I have been saying for a long time that people of all political views should support the idea of an amendatory convention as described in Article V. At this Harvard conference, it’s really going to happen.

There will be two keynote speeches. One from the left and one from the right. The liberal is Harvard Law Professor Lawrence Lessig. The conservative is Mark Meckler, the National Coordinator of the Tea Party Patriots.

Strange bedfellows to be sure.

I’m not sure exactly what those two fellows are likely to agree upon. But it would seem that they both think it’s time to organize an Article V convention. That’s because they both think there is something wrong with the government in Washington that can’t be fixed just by electing new people.

Lessig has a web site called “fixcongressfirst.” He is obviously of the opinion that money talks too loud in the nation’s capital. He’s unhappy about the Supreme Court’s decision in the Citizens United case, and I suppose he would like to see an amendment that would reverse that decision or somehow address the problem of mendacious politicians selling their loyalty and their votes.

That’s an issue which would probably find support among Mr. Meckler’s people as well. The whole Tea Party movement was based on dissatisfaction with the Congress.

So the issue which a convention would have to address is this: what do you do about it?

Tough question.

The old saying is that all is fair in love and war. Add politics. I don’t know how you can legislate against political enthusiasm and effort. You can’t stop rich people from spending money to support their favorite candidates any more than you can stop poor folks from marching in the streets to support their candidates.

And really, who would be competent to do it? The government? The very same government that is being fought over at the ballot box?

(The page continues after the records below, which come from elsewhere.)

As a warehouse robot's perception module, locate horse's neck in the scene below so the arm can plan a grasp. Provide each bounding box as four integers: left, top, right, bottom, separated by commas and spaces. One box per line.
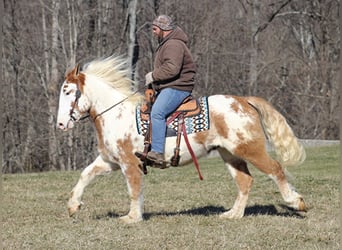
88, 77, 131, 114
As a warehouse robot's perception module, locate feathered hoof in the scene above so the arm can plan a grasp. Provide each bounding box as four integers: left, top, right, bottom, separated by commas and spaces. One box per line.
120, 215, 143, 224
297, 197, 308, 212
68, 203, 82, 217
220, 210, 244, 219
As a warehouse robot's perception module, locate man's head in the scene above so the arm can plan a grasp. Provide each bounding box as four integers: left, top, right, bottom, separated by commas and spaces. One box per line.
152, 15, 175, 31
152, 15, 176, 42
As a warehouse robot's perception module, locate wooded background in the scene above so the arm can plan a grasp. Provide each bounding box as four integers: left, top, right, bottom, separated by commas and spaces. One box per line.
1, 0, 340, 173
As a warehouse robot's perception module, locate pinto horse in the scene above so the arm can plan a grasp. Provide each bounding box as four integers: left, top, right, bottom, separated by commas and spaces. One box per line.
57, 56, 306, 223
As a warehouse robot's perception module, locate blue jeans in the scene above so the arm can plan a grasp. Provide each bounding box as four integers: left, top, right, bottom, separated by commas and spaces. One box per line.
151, 88, 191, 154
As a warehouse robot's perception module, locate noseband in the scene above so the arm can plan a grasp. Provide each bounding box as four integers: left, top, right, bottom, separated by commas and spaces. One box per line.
69, 89, 81, 122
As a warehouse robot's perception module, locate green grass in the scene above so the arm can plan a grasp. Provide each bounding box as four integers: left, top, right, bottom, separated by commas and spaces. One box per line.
2, 146, 340, 249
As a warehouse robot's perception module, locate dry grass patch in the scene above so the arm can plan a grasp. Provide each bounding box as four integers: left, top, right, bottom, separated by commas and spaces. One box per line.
2, 146, 340, 249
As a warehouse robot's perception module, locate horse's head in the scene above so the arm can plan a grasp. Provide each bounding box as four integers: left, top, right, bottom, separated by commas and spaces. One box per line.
57, 65, 90, 130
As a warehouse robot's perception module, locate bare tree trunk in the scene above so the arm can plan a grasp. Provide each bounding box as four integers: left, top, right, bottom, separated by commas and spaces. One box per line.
127, 0, 139, 80
248, 0, 260, 95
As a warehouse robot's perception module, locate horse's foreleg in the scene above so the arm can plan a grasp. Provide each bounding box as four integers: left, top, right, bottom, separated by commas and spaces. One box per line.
120, 164, 144, 223
218, 148, 253, 219
68, 156, 112, 216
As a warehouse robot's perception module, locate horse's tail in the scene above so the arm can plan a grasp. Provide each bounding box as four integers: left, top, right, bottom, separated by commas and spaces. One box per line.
247, 97, 306, 167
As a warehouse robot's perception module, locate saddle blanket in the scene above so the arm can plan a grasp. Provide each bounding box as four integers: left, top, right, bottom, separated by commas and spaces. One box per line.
136, 96, 210, 136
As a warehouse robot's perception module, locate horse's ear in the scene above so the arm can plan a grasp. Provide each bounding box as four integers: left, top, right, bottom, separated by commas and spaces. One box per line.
74, 63, 80, 76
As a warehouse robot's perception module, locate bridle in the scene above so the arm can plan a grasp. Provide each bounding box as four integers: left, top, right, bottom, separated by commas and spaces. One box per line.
69, 89, 140, 122
69, 89, 85, 122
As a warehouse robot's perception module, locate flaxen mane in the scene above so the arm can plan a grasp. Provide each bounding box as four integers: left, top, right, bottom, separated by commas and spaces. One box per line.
83, 55, 143, 102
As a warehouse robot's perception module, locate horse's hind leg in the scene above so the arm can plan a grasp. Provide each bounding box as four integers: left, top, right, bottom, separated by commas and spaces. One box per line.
238, 143, 306, 211
218, 148, 253, 219
68, 156, 112, 216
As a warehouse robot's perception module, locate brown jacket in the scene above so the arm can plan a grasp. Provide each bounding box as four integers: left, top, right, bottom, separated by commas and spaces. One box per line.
152, 27, 196, 92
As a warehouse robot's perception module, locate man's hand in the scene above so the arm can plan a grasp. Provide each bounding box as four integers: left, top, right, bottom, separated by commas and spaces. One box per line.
145, 72, 153, 86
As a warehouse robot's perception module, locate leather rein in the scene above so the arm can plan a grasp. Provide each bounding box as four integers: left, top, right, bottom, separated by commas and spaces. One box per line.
69, 89, 140, 122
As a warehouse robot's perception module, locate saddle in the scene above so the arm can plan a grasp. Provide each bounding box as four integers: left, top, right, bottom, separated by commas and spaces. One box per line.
140, 89, 201, 121
136, 88, 202, 179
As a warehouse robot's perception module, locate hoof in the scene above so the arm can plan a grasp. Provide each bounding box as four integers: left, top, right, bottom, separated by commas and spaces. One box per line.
68, 203, 83, 217
220, 210, 244, 219
298, 198, 308, 212
120, 215, 143, 224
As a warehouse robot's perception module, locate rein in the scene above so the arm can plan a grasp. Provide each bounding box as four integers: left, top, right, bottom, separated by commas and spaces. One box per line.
70, 89, 140, 121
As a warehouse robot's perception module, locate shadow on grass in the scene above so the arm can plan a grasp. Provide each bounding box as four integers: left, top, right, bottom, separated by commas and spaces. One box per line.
95, 205, 305, 220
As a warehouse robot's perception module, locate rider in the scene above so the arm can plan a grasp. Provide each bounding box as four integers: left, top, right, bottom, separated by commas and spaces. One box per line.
140, 15, 196, 165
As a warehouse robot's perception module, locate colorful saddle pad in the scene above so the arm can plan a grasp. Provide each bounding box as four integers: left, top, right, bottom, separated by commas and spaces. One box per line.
136, 96, 210, 136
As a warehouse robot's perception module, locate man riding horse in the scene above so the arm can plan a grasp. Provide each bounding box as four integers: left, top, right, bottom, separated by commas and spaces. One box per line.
137, 15, 196, 166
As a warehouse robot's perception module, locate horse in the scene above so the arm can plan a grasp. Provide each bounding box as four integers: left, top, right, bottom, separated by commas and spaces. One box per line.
56, 55, 306, 223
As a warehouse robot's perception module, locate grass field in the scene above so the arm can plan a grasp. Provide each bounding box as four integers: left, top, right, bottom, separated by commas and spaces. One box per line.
1, 146, 341, 250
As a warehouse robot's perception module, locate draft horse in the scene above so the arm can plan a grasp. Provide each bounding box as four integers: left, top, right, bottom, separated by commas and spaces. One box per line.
57, 56, 306, 223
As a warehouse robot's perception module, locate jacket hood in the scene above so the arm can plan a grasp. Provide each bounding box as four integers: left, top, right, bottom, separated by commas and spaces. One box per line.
160, 26, 189, 44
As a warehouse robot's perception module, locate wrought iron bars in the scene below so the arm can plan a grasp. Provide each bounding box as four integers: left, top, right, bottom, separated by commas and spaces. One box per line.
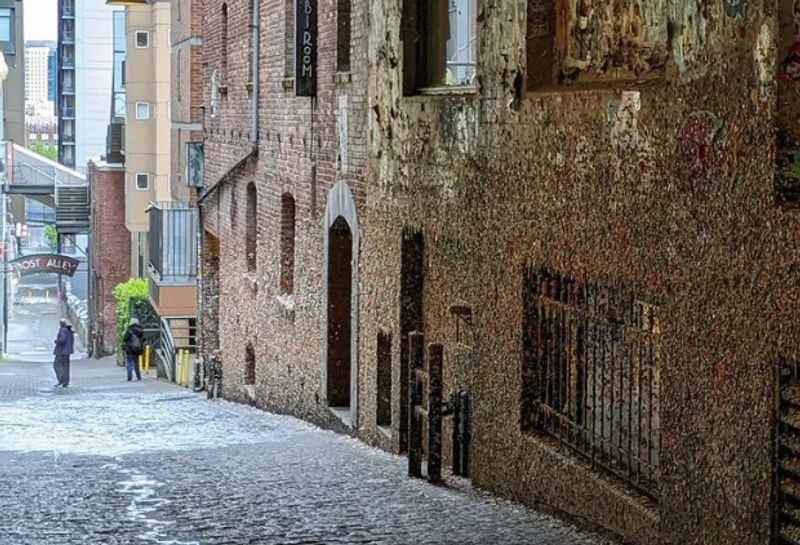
521, 270, 661, 499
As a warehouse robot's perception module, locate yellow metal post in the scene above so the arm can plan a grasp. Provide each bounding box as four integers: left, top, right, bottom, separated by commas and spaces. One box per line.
183, 350, 191, 387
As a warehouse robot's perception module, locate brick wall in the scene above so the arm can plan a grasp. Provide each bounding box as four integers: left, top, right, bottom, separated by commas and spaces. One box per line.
202, 0, 367, 426
88, 162, 131, 357
170, 0, 204, 202
359, 0, 800, 545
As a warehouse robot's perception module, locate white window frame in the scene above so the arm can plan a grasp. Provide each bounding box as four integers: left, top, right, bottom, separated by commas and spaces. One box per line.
133, 172, 150, 191
136, 102, 153, 121
133, 30, 150, 49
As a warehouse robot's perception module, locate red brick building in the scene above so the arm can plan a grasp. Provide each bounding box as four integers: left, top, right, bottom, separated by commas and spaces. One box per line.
201, 0, 368, 426
87, 161, 131, 357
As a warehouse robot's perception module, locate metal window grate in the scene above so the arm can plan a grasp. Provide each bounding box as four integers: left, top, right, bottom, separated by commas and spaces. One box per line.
521, 270, 661, 499
773, 360, 800, 545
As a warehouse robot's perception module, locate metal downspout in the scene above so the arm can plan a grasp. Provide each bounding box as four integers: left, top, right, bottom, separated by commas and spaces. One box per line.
250, 0, 261, 145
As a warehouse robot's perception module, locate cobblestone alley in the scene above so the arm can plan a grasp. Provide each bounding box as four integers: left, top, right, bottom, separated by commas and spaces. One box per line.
0, 324, 606, 545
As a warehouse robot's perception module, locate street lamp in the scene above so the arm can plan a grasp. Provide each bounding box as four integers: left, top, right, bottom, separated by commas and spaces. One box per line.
0, 51, 13, 356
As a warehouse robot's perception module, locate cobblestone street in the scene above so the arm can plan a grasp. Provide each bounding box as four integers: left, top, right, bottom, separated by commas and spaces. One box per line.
0, 310, 606, 545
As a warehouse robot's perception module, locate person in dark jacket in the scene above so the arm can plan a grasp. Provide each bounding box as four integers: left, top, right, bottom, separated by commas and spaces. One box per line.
122, 318, 144, 382
53, 319, 75, 388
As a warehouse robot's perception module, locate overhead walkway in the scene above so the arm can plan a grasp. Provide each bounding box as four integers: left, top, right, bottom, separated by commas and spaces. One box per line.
0, 142, 90, 233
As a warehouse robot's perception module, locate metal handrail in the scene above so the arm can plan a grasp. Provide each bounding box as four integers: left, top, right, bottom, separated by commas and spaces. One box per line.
161, 318, 175, 382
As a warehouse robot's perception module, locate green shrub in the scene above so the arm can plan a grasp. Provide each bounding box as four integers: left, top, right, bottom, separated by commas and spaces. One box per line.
44, 225, 58, 252
113, 278, 152, 361
28, 142, 58, 161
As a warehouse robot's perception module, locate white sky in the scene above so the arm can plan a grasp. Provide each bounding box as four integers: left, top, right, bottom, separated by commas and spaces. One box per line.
24, 0, 58, 41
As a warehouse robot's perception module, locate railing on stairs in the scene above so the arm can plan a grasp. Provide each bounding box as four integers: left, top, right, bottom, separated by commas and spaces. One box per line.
156, 317, 197, 382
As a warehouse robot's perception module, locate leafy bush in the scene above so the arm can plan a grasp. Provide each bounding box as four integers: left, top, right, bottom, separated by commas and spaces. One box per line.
28, 142, 58, 161
113, 278, 154, 360
44, 225, 58, 252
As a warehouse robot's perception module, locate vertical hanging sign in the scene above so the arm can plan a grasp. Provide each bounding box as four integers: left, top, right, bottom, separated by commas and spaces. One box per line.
294, 0, 317, 97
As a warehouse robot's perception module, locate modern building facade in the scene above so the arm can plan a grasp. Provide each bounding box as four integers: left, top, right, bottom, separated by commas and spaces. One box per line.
57, 0, 120, 172
25, 41, 56, 107
0, 0, 25, 143
104, 1, 171, 277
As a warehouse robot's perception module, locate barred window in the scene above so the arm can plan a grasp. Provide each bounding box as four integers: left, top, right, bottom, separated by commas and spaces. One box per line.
521, 270, 661, 499
244, 343, 256, 386
281, 193, 295, 294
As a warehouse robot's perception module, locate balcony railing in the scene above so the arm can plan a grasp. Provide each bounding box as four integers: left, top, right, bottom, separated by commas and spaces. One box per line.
149, 203, 198, 283
61, 0, 75, 17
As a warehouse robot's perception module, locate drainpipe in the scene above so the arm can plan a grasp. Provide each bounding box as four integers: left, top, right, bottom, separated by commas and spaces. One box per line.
250, 0, 261, 146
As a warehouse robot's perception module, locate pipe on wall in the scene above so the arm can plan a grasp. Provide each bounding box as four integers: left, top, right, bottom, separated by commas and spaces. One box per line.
250, 0, 261, 144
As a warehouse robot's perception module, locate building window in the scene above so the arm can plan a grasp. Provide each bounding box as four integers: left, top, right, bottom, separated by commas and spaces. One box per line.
136, 173, 150, 191
526, 0, 668, 89
375, 330, 392, 428
136, 102, 150, 120
175, 49, 183, 102
136, 30, 150, 49
520, 270, 661, 499
0, 8, 15, 44
244, 343, 256, 386
209, 70, 219, 117
247, 0, 256, 85
219, 4, 228, 81
401, 0, 478, 95
281, 193, 295, 293
229, 182, 239, 226
245, 182, 258, 272
336, 0, 352, 72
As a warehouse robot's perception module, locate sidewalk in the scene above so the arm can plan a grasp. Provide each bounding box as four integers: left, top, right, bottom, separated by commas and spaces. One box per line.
0, 356, 178, 402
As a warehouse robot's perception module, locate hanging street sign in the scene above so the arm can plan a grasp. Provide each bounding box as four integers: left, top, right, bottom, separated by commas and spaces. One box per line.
294, 0, 317, 97
9, 254, 80, 276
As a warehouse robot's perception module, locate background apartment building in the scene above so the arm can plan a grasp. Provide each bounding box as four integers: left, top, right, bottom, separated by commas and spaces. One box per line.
57, 0, 121, 172
0, 0, 25, 143
105, 1, 171, 277
25, 41, 56, 110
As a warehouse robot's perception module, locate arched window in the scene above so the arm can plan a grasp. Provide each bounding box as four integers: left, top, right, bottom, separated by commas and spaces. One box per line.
244, 343, 256, 386
281, 193, 295, 293
230, 185, 239, 233
247, 0, 256, 84
220, 4, 228, 81
245, 182, 258, 272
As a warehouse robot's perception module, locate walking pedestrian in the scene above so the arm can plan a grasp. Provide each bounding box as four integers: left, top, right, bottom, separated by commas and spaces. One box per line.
122, 318, 144, 382
53, 319, 75, 388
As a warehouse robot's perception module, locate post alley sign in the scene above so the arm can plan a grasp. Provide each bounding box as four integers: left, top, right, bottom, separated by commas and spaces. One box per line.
9, 254, 80, 276
294, 0, 317, 97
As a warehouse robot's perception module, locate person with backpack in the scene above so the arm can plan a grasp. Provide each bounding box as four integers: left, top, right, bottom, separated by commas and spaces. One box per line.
53, 319, 75, 388
122, 318, 144, 382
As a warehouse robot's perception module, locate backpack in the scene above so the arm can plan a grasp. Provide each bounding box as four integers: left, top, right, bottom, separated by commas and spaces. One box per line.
126, 331, 144, 356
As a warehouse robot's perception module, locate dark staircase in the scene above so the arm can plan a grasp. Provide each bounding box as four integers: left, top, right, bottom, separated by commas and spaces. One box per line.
56, 186, 90, 234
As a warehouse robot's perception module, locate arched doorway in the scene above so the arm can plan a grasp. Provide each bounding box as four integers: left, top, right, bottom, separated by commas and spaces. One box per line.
327, 216, 353, 409
398, 229, 425, 452
320, 182, 359, 427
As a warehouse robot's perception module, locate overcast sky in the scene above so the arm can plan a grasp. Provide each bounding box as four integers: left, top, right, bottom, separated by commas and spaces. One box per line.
24, 0, 58, 41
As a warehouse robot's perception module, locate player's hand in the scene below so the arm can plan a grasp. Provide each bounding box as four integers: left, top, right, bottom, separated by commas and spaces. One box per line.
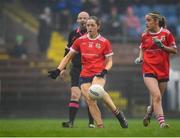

Not exactly an impartial arbiter.

Let’s face it, the money problem is a function of two things: the size of the constituencies and the size of the prize.

The Founders tried to require congressional districts of no more than 50,000 people. Today they comprise about 700,000. Hard to walk door to door. Television. Newspapers. Bulk mail. It all costs big bucks.

If we had districts of 50,000 people, the House of Representatives would need over 6,000 seats. Sounds unwieldy, but then you have to ask yourself whether 435 Congressmen and women can really represent over 300 million citizens.

A large part of the problem, of course, is the extent to which the government is involved in the economy. As long as Washington is a cornucopia, there will be competition among the greedy for the goodies.

Political contributions are usually made on a cost-benefit analysis. You give in order to get.

Maybe we need to think about a two tier system. Small districts in which the voters can elect representatives they know and trust, who in turn would send delegates to Washington when Congress is in session.

The delegates could do the committee work and the ceremonial duties, but the local representatives would vote on all actual legislation. With modern communications, they don’t need to be in the Capital Building to register their ayes and nays.

Something to think about.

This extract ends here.